O Ministério da Integração e do Desenvolvimento Regional anunciou que está apurando uma falha no sistema Defesa Civil Alerta. A investigação foi aberta após o envio não autorizado de mensagens falsas de risco extremo a celulares em várias regiões do país, durante a madrugada deste sábado (20/06/2026). O governo classificou o episódio como um incidente de segurança cibernética.

O secretário nacional de Proteção e Defesa Civil, Wolnei Wolff, informou que uma nova versão da ferramenta está em desenvolvimento para reforçar a segurança do sistema. “Já se encontra em desenvolvimento dentro do Ministério da Integração, dentro da nossa [equipe] de TI, uma nova versão do sistema pensando exatamente em melhorar a segurança. Eu não conseguiria afirmar exatamente que dia essa versão vai ser concluída e estar no ar”, declarou.

De acordo com o ministério, os disparos de mensagens não seguiram o padrão operacional da ferramenta e foram distribuídos de forma aleatória. Por essa razão, não foi possível determinar quantas pessoas receberam os alertas falsos. O Defesa Civil Alerta utiliza a tecnologia Cell Broadcast para transmitir avisos sonoros e visuais diretamente aos celulares localizados em áreas de risco, sem depender de pacote de dados, conexão à internet ou cadastro prévio.

O sistema é capaz de emitir alertas severos ou extremos. Os alertas severos indicam a necessidade de medidas preventivas, enquanto os extremos são utilizados em situações de grave risco à vida, acionando um som que só é interrompido após a interação do usuário. Os avisos falsos enviados neste sábado foram classificados como extremos.

O acionamento regular do sistema parte de informações fornecidas por órgãos responsáveis pelo monitoramento de riscos. Um agente credenciado registra a mensagem, que é enviada aos dispositivos localizados na área delimitada. Essa tecnologia substitui o uso exclusivo de mensagens SMS, permitindo o envio simultâneo a um grande número de dispositivos sem sobrecarregar a rede de telecomunicações.

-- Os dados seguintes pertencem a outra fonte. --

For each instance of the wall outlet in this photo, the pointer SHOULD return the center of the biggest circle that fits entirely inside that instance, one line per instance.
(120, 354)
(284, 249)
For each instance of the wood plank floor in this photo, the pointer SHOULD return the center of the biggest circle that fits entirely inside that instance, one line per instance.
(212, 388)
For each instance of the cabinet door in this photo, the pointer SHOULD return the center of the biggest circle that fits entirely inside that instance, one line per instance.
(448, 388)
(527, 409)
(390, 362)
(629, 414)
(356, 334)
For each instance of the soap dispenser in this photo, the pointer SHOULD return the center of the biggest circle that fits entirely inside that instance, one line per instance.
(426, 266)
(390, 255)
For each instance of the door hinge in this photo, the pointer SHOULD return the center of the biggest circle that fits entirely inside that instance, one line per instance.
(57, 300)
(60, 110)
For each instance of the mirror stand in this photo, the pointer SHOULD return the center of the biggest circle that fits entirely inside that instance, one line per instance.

A Anatel determinou em 2022 que as operadoras desenvolvessem o Cell Broadcast para alertas de emergência, e o Defesa Civil Alerta é operado pelas Defesas Civis, complementando outros canais de comunicação, como SMS, WhatsApp, Telegram, TV por assinatura e alertas do Google.

O acesso ao sistema é restrito a agentes capacitados. O Ministério da Integração e do Desenvolvimento Regional continua investigando como ocorreu o acionamento não autorizado e trabalha em uma atualização para ampliar a proteção da ferramenta. A Anatel também afirmou que o Cell Broadcast permanece apto a apoiar ações de prevenção e resposta a desastres, e está analisando o envio de mensagens indevidas pelo sistema.